A beleza da paisagem da praia de Botafogo, com a vista do morro do Pão de Açúcar, demorou a ser desfrutada pelos novos moradores do Rio de Janeiro. Os tamoios, que viviam por ali antes da invasão portuguesa, chamavam a região de itaóca, palavra tupi que significa casa de pedra. No início da colonização, o que hoje se conhece como o bairro de Botafogo era uma área remota e alagadiça, pouco habitada ou mesmo frequentada pelos que vinham se estabelecer no Rio de Janeiro.
No final do século XVI, era apenas uma área de passagem entre o centro da cidade, mais habitado, a região da Lagoa Rodrigo de Freitas, onde havia o Engenho Del Rei, e a orla marítima. O nome do bairro surgiu nessa época, após Antônio Francisco Velho vender, em 1590, para seu amigo João Pereira de Souza Botafogo (1540?-1605), as terras que recebera, ainda em 1565, de Estácio de Sá (1542-1567), o fundador da cidade do Rio de Janeiro.
No século seguinte, foi a vez de o padre Clemente Martins de Matos (1628-1702) se tornar o dono do bairro, adquirindo as terras que iam da praia até a Lagoa e dos morros de São João ao Dona Marta, nome dado em homenagem à sua mãe. Clemente estabeleceu ali a Fazenda de São Clemente ou do Vigário-Geral, cargo que ocupava então.
Sua fazenda foi desmembrada no século XVII em diversas outras menores e o caminho que era utilizado nessas terras, a passagem de São Clemente, tornou-se então uma via pública, a rua que até hoje leva esse nome. Na pintura acima, do alemão Carl Robert Edler von Planitz (1806-1847), de 1840, é possível ver as chácaras e a passagem mencionada.
É somente no início do século XIX, que começa lentamente a urbanização do bairro, com a chegada da corte portuguesa em 1808. A princesa Carlota Joaquina escolheu um terreno em Botafogo, na esquina da praia com o então chamado Caminho Novo (hoje rua Marquês de Abrantes) para construir sua mansão. Com isso, o bairro se valorizou e passou a ser procurado pelos nobres e comerciantes, sobretudo os ingleses, que passaram a construir ali residências luxuosas. A distância e dificuldade de acesso tornavam o bairro um reduto de ricos, que tinham suas próprias carruagens e podiam desfrutar da vida doméstica longe do burburinho do centro. A residência oficial dos diplomatas ingleses, em 1833, também ficava no Caminho Novo de Botafogo, como se pode ver no desenho acima, da artista inglesa Marguerite Tollemache (1818-1896).
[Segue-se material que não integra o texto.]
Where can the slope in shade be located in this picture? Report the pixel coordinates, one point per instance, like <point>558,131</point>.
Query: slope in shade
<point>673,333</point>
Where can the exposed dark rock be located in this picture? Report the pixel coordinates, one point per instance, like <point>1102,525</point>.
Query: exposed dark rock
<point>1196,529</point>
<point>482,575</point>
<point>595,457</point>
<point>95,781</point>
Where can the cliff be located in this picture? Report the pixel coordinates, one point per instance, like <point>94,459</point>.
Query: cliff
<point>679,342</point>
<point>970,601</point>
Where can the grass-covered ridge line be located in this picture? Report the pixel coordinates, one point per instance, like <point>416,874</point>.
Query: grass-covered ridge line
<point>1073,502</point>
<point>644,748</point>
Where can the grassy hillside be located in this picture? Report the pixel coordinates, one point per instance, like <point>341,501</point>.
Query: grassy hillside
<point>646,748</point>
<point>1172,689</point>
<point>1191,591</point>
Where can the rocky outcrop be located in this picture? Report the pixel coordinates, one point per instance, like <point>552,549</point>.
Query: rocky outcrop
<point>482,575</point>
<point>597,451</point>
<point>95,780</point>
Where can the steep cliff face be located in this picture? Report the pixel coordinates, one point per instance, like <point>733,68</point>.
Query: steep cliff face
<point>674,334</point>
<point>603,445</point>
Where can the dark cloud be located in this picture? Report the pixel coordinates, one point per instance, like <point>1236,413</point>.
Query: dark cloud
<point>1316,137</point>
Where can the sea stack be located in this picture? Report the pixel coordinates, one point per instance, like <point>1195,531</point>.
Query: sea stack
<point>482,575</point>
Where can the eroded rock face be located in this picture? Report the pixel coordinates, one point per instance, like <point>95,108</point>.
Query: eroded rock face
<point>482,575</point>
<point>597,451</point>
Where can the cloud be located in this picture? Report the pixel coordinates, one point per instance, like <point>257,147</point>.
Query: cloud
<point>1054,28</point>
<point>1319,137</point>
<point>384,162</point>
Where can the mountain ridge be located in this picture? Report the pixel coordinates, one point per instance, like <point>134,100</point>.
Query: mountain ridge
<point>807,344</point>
Na década de 1840, com a implantação dos serviços de transporte coletivo, como barcas e bondes puxados por animais, a população de Botafogo começou a crescer e a se diversificar e o bairro, a perder sua característica de elite. "Os primeiros estabelecimentos comerciais surgem próximos à estação das barcas, na rua São Clemente. Com a chegada do bonde, o comércio acompanha o seu percurso, aparecendo nas ruas por onde passavam os trilhos. Assim, as principais atividades comerciais se instalam nos eixos de passagem, em especial as ruas Voluntários da Pátria, São Clemente, Real Grandeza, General Polidoro e Passagem. (...) O dinamismo vivido por Botafogo, em especial pelo transporte regular, irá atrair uma população não-aristocrática para o bairro, que se ocupará da atividade comercial, sendo esta exercida, principalmente, pelas classes sociais mais pobres, pois a própria essência da cidade requer a mistura de classes", escreveu a pesquisadora Julia Vilela Caminha, em seu artigo "Botafogo e a sua evolução urbana: um retrospecto" (Encontro de Geógrafos da América Latina, Peru: 2013).
No final do século XIX, o bairro de Botafogo já estava bastante urbanizado, com uma mistura de moradores de todas as classes sociais, ocupações e origens, com vendas e bares de portugueses e moradias coletivas como retratado no romance naturalista O Cortiço, de Aluísio de Azevedo (1857-1913), publicado em 1890.